This discussion has been locked.
You can no longer post new replies to this discussion. If you have a question you can start a new discussion

clEnqueueMap takes long time giving no performance benefit of using CL_MEM_ALLOC_HOST_PTR

Hello everyone,

Based on OpenCL guide for Mali 600 gpu, CL_MEM_ALLOC_HOST_PTR should be used to remove any data copy and to improve performance.
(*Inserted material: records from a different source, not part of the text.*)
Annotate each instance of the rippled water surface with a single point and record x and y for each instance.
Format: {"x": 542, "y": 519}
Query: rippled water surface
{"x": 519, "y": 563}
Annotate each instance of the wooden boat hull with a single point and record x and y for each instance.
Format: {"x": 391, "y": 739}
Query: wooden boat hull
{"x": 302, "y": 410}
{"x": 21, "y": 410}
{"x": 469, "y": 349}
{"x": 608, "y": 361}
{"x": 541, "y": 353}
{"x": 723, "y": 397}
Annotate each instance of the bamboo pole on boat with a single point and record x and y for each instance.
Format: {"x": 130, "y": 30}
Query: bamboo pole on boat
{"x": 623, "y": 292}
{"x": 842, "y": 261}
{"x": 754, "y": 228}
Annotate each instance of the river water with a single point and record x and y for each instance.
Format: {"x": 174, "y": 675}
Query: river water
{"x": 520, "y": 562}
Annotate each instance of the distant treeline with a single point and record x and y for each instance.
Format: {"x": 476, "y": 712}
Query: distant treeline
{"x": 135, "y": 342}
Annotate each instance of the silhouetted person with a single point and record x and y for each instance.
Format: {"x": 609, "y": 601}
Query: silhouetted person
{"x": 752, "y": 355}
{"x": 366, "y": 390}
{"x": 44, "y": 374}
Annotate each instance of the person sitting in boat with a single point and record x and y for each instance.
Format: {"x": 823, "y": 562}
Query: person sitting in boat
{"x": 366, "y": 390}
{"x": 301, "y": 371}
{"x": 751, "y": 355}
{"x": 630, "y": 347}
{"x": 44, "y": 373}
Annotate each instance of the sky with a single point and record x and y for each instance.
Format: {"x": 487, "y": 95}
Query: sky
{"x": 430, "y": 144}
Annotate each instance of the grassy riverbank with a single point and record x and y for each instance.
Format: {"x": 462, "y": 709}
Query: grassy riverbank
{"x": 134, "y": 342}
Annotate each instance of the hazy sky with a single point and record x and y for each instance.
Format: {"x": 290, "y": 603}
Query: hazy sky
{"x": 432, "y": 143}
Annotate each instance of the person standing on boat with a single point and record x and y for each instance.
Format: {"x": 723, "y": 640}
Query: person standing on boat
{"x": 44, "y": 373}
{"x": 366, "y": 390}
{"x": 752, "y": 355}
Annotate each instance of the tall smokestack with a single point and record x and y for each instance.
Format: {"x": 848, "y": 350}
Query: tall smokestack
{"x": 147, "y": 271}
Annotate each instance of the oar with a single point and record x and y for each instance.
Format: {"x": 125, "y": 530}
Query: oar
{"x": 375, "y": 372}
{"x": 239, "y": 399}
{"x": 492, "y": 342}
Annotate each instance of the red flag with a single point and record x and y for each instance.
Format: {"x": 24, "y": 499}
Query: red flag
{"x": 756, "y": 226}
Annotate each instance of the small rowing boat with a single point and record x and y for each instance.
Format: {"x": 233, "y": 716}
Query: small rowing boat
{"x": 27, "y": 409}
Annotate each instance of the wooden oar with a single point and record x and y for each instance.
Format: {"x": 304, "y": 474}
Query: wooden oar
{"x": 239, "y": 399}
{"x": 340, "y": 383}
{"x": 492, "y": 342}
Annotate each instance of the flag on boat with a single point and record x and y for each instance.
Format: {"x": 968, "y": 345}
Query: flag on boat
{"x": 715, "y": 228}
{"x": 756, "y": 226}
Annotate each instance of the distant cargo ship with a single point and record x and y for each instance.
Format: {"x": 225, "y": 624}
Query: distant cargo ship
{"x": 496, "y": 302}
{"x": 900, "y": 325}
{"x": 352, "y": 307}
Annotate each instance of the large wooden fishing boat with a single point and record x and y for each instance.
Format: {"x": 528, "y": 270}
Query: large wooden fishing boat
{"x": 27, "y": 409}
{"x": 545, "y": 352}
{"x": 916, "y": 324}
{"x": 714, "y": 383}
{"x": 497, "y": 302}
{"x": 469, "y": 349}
Today, I was testing on memory copy time using CL_MEM_ALLOC_HOST_PTR on Arndale board having a Mali 604 gpu. I tested with CL_MEM_ALLOC_HOST_PTR and with clEnqueueWriteBuffer. I found that overall I do not get much performance improvement if I use CL_MEM_ALLOC_HOST_PTR. Because the clEnqueueMap function takes almost same time as clEnqueueWriteBuffer.

This test has been done on vector addition.

How I tested:

Instead of having a pointer created with malloc and transfer data to device, I created a buffer at first using CL_MEM_ALLOC_HOST_PTR . Then I mapped this buffer using OpenCL API. This returns a pointer and I filled the memory pointed by this pointer with data. The mapping mechanism in this case takes time. The mapping time is almost equal to clENqueuewritebuffer. So, from this example, I did not get any significant improvement using  CL_MEM_ALLOC_HOST_PTR.

My question is, why mapping time is so big when I use CL_MEM_ALLOC_HOST_PTR?

Here is the performance measurements:

Element size: 10000000, Kernel : vector addition, All times are in microseconds

Normal read write buffertime
Kernel QUEUE -> SUBMIT76
Kernel SUBMIT -> START2985
Kernel START -> END34549
Kernel QUEUE -> END37611
buffer creation time20
enqueue write buffer time108019
CL_MEM_ALLOC_HOST_PTR-with direct data copying inside allocated buffertime
Kernel QUEUE -> SUBMIT80
kernel SUBMIT -> START2904
kernel START -> END34175
kernel QUEUE -> END37161
Filling the pointer returned by clEnqueueMap with data208009
mapping time81346
unmapping time269
CL_MEM_ALLOC_HOST_PTR-with data copying from a malloc pointer to host alloc pointer using memcpyTime
Kernel QUEUE -> SUBMIT88
Kernel SUBMIT -> START3142
Kernel START -> END33950
Kernel QUEUE -> END37181
mapping time64134
unmapping time190
memcpy time (copy data from already created malloc pointer  to host allocated pinned pointer)


I have also attached the three version of vector addition codes with this post for your kind review.